More than a couple of times I was seized with a feeling that I had been caught in the middle of The Great Irrationality Circus where Rupert was a pompous mad director. Even looking at him made my head ache.
she is raising rupert alone, having no need for his father gunnar after he served his purpose in half-creating rupert, but she allows him access to their son one day a month, during which they usually go to the railway to watch the trains. in typical colorless prose, she relates
Now and then I found it difficult to believe that only eight years back we’d had intimate intercourse with each other. But Rupert of course was a rather concrete evidence of it, thus believe I must—we both must.
so romantic!! and if that’s not a good enough valentine card for you, she also refers to gunnar as the only man in this life I’d ever allowed to push his male protrusion inside me.

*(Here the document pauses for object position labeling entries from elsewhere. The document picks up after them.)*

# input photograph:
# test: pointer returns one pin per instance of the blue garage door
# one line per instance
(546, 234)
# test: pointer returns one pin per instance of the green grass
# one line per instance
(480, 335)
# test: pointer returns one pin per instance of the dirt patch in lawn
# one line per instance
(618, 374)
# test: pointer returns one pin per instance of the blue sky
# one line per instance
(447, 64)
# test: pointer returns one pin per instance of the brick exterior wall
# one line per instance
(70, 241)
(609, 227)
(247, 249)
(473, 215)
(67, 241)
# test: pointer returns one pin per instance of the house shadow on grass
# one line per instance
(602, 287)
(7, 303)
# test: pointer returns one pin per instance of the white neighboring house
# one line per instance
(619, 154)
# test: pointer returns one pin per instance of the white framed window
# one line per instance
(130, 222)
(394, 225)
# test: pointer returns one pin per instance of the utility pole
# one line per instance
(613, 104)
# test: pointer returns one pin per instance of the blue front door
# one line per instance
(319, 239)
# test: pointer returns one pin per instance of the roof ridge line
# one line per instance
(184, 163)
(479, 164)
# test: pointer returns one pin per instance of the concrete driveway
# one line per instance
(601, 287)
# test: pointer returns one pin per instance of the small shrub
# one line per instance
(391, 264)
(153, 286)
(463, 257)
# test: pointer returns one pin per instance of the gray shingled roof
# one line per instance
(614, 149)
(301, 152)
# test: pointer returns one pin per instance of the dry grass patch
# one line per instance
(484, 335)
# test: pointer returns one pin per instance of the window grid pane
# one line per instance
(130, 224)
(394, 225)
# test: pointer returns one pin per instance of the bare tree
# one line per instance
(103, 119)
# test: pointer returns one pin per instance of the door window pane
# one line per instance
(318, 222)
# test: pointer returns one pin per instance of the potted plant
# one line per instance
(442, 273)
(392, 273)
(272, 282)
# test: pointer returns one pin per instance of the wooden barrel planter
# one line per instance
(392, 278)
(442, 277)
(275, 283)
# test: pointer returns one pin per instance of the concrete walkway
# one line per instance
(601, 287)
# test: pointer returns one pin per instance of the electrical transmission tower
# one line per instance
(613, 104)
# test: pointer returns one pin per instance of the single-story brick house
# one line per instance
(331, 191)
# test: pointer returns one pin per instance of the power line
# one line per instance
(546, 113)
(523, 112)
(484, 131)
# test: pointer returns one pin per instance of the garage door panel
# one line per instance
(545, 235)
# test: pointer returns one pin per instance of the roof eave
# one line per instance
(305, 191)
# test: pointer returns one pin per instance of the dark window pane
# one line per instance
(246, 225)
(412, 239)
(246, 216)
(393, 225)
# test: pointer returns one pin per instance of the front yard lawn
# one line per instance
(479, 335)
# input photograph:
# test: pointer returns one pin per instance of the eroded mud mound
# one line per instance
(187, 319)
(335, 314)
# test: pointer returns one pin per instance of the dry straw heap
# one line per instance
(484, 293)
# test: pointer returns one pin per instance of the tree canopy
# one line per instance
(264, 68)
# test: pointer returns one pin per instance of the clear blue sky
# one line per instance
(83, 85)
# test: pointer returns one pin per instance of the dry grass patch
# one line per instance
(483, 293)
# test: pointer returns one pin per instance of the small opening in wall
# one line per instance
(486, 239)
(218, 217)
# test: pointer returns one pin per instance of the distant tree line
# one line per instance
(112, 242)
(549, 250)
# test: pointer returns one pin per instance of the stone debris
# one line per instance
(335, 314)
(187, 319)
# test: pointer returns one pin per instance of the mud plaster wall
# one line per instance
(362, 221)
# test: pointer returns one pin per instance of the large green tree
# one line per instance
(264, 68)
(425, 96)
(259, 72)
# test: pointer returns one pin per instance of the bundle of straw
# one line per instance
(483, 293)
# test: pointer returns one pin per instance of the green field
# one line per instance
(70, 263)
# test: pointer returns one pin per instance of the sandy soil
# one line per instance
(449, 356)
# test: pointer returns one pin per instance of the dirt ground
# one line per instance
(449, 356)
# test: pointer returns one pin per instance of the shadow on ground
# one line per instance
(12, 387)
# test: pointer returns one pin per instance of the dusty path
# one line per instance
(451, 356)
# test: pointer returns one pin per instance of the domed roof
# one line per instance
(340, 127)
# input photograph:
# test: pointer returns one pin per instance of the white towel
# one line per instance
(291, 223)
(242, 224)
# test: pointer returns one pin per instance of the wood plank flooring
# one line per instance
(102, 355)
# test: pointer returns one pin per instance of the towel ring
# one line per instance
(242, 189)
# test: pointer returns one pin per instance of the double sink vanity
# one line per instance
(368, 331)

so but one day, rupert returns from one of his train field trips with gunnar all in a tizzy, insisting that the train tried to kill them, and worried that it has followed him home. gunnar has no idea what rupert is talking about, just that he’d suddenly flipped out, screaming and scratching, when they were in the middle of their day. rupert’s mother shoos gunnar away, and tries to talk sense into her son, who keeps claiming that they saw one of the special trains, the ones that leave the timetable and run off rails. his mother is not having that, and tries to talk some sense into him, but several days later, they learn that gunnar had been killed by a train on his way back from their home.
so that’s alarming.
rupert continues to fear the trains and retreats into himself and his imagination, preferring his own company over that of other little boys.
and somehow this woman who only believes in facts and reality comes up with this spectacularly colorful image:
I would have let both my breasts be ground to mink food if only Rupert, too, could have been one of those healthy, noisy, happy children one saw in our neighbourhood.

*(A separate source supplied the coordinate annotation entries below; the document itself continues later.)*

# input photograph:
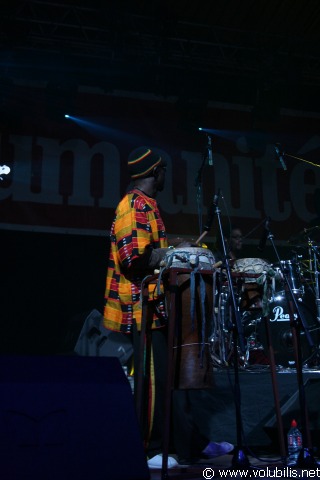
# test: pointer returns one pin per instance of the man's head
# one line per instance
(144, 163)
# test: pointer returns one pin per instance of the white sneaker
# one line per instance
(156, 462)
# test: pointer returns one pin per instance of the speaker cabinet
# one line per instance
(68, 417)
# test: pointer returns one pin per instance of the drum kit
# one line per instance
(260, 289)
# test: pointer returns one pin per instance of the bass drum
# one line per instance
(281, 333)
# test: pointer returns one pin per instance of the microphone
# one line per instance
(212, 211)
(280, 156)
(210, 156)
(264, 237)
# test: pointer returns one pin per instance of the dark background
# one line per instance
(48, 281)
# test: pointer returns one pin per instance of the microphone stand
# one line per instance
(306, 458)
(239, 460)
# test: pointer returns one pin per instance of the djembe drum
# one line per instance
(192, 269)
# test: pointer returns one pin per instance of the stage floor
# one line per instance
(265, 467)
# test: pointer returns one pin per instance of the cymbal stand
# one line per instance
(313, 258)
(306, 458)
(240, 459)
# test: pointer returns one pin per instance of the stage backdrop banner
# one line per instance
(68, 174)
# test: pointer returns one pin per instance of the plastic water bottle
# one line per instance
(294, 443)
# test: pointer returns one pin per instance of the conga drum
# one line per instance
(245, 272)
(194, 285)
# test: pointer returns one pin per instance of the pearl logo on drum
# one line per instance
(279, 315)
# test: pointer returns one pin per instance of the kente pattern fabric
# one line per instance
(137, 225)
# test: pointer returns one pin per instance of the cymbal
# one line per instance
(304, 234)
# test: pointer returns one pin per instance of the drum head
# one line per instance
(281, 333)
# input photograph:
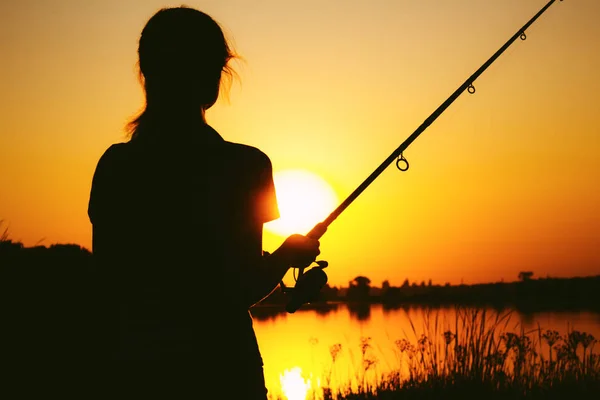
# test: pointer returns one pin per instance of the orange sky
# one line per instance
(505, 180)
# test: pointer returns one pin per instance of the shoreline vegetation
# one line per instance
(479, 358)
(43, 290)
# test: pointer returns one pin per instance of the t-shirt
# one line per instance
(171, 221)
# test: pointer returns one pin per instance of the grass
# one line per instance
(480, 358)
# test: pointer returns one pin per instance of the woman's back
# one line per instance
(170, 223)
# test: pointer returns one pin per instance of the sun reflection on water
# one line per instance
(293, 385)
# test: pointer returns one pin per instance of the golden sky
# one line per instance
(505, 180)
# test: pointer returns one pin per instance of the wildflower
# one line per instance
(449, 337)
(423, 342)
(551, 337)
(587, 340)
(365, 344)
(574, 339)
(403, 345)
(335, 350)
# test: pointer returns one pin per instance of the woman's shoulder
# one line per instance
(248, 154)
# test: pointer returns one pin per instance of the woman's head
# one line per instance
(183, 55)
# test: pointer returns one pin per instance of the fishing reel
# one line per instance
(308, 286)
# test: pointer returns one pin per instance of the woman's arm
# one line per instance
(267, 272)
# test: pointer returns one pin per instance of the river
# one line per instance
(299, 349)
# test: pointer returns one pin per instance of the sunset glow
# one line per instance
(293, 385)
(505, 180)
(304, 200)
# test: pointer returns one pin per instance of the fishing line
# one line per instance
(309, 284)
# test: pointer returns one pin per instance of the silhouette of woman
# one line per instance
(177, 215)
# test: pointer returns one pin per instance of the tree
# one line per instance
(359, 288)
(525, 276)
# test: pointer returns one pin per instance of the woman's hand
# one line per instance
(302, 250)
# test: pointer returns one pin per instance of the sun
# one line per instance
(304, 199)
(293, 385)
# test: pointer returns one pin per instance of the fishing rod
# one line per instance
(309, 284)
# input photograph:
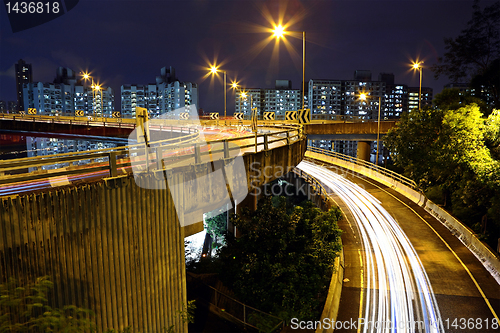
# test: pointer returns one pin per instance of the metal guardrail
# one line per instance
(94, 121)
(314, 183)
(388, 173)
(115, 160)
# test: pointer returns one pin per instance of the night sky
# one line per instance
(127, 42)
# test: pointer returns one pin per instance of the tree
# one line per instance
(474, 55)
(453, 151)
(24, 308)
(284, 259)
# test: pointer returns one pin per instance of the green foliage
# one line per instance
(216, 226)
(24, 308)
(284, 259)
(453, 99)
(474, 55)
(453, 152)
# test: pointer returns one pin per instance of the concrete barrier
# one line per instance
(489, 259)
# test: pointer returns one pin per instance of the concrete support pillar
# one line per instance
(363, 152)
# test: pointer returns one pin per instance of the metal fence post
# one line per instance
(159, 158)
(197, 154)
(226, 149)
(112, 164)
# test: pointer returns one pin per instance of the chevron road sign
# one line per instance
(304, 116)
(269, 115)
(290, 115)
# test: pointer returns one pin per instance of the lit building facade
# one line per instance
(59, 99)
(24, 74)
(426, 99)
(278, 100)
(166, 95)
(66, 95)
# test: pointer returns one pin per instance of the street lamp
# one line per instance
(215, 70)
(97, 89)
(417, 66)
(278, 32)
(363, 97)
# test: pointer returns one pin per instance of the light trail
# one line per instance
(399, 296)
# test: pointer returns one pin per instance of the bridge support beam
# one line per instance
(363, 152)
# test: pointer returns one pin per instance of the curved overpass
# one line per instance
(402, 265)
(112, 239)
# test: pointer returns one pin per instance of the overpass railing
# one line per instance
(386, 172)
(110, 162)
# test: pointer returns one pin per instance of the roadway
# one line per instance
(240, 136)
(403, 265)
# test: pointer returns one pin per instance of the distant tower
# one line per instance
(24, 74)
(167, 75)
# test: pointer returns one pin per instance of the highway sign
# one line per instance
(269, 115)
(290, 115)
(304, 116)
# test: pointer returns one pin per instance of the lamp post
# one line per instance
(363, 97)
(418, 67)
(97, 89)
(278, 32)
(215, 70)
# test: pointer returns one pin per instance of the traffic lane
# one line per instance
(457, 295)
(349, 306)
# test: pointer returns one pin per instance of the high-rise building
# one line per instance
(24, 74)
(66, 95)
(166, 95)
(247, 99)
(278, 100)
(425, 100)
(341, 97)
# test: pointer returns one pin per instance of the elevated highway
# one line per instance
(108, 226)
(101, 233)
(391, 242)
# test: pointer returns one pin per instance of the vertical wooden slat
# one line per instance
(147, 252)
(118, 275)
(61, 261)
(127, 251)
(154, 252)
(106, 322)
(108, 256)
(45, 224)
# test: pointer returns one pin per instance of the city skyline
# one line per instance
(129, 46)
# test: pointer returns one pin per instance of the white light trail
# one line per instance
(399, 296)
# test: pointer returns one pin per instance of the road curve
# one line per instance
(398, 295)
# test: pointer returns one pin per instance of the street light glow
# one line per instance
(278, 31)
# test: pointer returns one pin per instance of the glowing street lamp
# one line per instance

she decides to rid him of all imaginative stimulation—she burns all his comic books, storybooks, coloring books. she buries all his crayons, paper, and all of his drawings. she forces him into the chess club, the model airplane club, and other places where imagination is suppressed. basically, she’s the worst.
and he accepts it, although he still knows that the train is out there, waiting to get him.

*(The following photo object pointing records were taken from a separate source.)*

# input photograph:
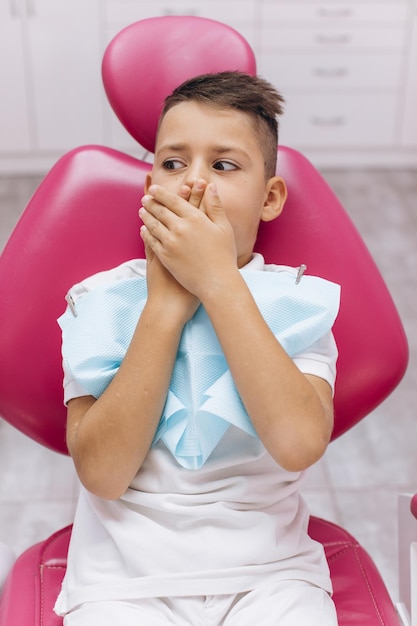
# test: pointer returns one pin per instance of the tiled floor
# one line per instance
(357, 483)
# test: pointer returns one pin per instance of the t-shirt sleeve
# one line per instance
(72, 388)
(320, 359)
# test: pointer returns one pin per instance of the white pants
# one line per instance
(286, 603)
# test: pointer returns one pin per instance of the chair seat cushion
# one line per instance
(360, 595)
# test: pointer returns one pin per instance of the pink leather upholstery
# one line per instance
(136, 89)
(413, 505)
(83, 219)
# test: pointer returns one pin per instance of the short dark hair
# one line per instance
(252, 95)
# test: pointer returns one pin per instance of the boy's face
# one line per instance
(219, 145)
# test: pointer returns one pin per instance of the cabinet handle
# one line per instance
(333, 40)
(14, 10)
(335, 13)
(330, 72)
(329, 122)
(31, 8)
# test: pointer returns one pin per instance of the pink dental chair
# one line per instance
(83, 219)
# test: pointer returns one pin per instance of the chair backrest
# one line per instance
(83, 219)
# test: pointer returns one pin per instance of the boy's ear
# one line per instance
(148, 182)
(275, 196)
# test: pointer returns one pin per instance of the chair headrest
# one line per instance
(147, 60)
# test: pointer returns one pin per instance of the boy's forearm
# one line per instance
(290, 415)
(110, 437)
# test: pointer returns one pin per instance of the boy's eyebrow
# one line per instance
(219, 149)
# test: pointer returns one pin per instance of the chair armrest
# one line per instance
(7, 558)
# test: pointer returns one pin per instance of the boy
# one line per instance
(189, 519)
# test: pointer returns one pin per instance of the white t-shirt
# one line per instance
(227, 527)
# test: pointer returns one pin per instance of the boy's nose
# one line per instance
(196, 172)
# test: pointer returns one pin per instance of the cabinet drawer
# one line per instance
(319, 71)
(361, 121)
(329, 39)
(332, 12)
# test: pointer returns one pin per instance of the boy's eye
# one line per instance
(172, 164)
(225, 166)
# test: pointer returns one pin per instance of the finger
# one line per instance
(153, 225)
(163, 203)
(197, 193)
(185, 192)
(213, 205)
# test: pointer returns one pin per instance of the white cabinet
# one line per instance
(347, 70)
(14, 119)
(342, 68)
(51, 93)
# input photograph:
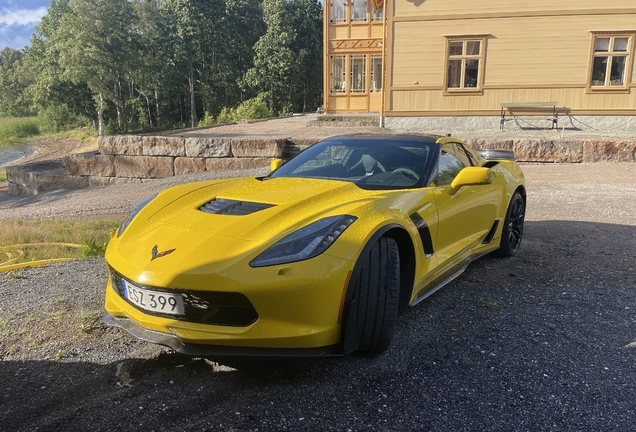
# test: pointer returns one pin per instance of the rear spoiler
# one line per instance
(496, 154)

that’s all i feel like relating here, but just know that this story goes on and on, and takes some surprising turns, initially grounded in reality but then slowly allowing room for the fantastic to encroach, against all e.n.’s inclinations.
the writing is kind of a drag, but the ending is interesting and the payoff is worth all the slogging to get there. mostly.
it’s not my favorite tor short by a long shot, but you might like it more than me.